这张结婚照,随着岁月的流逝,风云的变幻,居然躲过了历次的战火和那场浩劫,被三十年代的好友常任侠先生奇迹般珍藏下来,在半个世纪后寄还给韦嫈,这才得以公之于世。

1940年6月下旬,艾青夫妇来到重庆,住在文化名人林语堂先生的小别墅中。艾青在陶行知先生主办的育才学校任文学系主任。秋季里的一天,周恩来、邓颖超、徐冰和夫人张晓梅坐着滑竿来到育才学校。韦嫈知道邓、张二位大姐都是重庆八路军办事处的工作人员,特意在和她们一同午休时表示了去延安抗日前线的愿望。

1941年初皖南事变后,重庆的形势变得十分严峻。艾青收到了国民党要员陈立夫、谷正纲、吴国桢联名邀请他参加国父纪念周的请柬,但他和另外几位收到请柬的文化界人士都没去。从此他们出门时总发现有人盯梢。

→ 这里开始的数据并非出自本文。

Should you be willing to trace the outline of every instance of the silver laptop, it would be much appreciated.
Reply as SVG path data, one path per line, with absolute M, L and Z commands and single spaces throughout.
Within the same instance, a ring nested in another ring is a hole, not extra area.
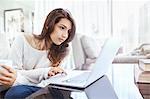
M 119 47 L 120 42 L 118 40 L 115 38 L 107 39 L 91 71 L 70 71 L 67 76 L 61 77 L 61 79 L 59 77 L 56 77 L 56 79 L 50 79 L 50 85 L 86 88 L 106 74 Z

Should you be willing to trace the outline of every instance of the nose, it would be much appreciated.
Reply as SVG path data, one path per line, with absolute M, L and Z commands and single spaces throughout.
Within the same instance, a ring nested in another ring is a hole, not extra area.
M 63 37 L 63 38 L 67 38 L 67 37 L 68 37 L 68 32 L 64 32 L 64 33 L 62 34 L 62 37 Z

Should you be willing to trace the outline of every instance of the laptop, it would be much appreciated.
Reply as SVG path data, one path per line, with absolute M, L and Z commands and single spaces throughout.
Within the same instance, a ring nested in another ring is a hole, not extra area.
M 115 38 L 107 39 L 91 71 L 67 71 L 66 76 L 56 75 L 54 78 L 50 78 L 50 85 L 66 86 L 71 88 L 86 88 L 106 74 L 119 48 L 120 42 L 118 40 Z

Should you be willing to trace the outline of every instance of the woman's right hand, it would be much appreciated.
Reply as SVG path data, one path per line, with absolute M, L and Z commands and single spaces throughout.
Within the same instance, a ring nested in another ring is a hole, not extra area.
M 59 73 L 64 73 L 64 70 L 60 66 L 52 67 L 48 72 L 48 76 L 51 77 Z
M 10 66 L 0 65 L 2 66 L 0 69 L 0 83 L 2 85 L 11 86 L 16 80 L 17 73 Z

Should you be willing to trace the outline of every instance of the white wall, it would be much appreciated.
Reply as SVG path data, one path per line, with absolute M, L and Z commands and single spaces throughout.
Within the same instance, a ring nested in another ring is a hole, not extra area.
M 31 32 L 31 12 L 33 0 L 0 0 L 0 32 L 4 32 L 4 10 L 22 8 L 25 16 L 25 32 Z

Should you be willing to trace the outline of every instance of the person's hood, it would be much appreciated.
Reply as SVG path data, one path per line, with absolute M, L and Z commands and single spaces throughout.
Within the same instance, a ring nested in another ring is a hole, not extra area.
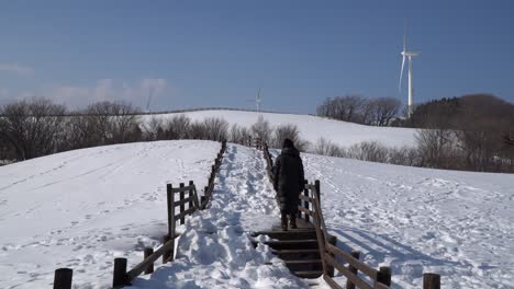
M 300 155 L 300 151 L 298 151 L 297 148 L 283 148 L 282 153 L 283 154 L 294 155 L 294 157 Z

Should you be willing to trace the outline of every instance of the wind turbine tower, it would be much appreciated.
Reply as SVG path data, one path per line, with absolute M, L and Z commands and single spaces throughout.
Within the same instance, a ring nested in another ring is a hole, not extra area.
M 412 86 L 412 59 L 415 56 L 418 56 L 421 51 L 409 51 L 406 48 L 406 23 L 405 23 L 405 33 L 403 34 L 403 51 L 402 51 L 402 70 L 400 71 L 400 84 L 399 90 L 402 91 L 402 78 L 403 69 L 405 67 L 405 58 L 409 58 L 409 117 L 411 117 L 414 111 L 414 91 Z
M 261 103 L 261 99 L 260 99 L 260 88 L 259 90 L 257 91 L 257 96 L 255 97 L 255 106 L 257 108 L 257 112 L 260 113 L 260 103 Z

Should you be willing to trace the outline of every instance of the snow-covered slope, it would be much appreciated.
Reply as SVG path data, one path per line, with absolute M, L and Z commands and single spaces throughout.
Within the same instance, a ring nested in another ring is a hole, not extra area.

一天,艾青外出回家后对韦嫈表示要离开重庆。其间说起周恩来建议一些文化界名人可以先到香港避一避,他有意接受这个方案。但韦嫈一直向往延安,立志抗日,投身革命,表示不去香港而去延安。恰好当时重庆八路军办事处特意组织一批家属撤退到延安去,机会难得。尽管韦嫈当时已怀孕八个月,但她决心已定,表示哪怕孩子生在半路上也坚决去延安。艾青见拗不过她,只好同意她先走,自己随后再去。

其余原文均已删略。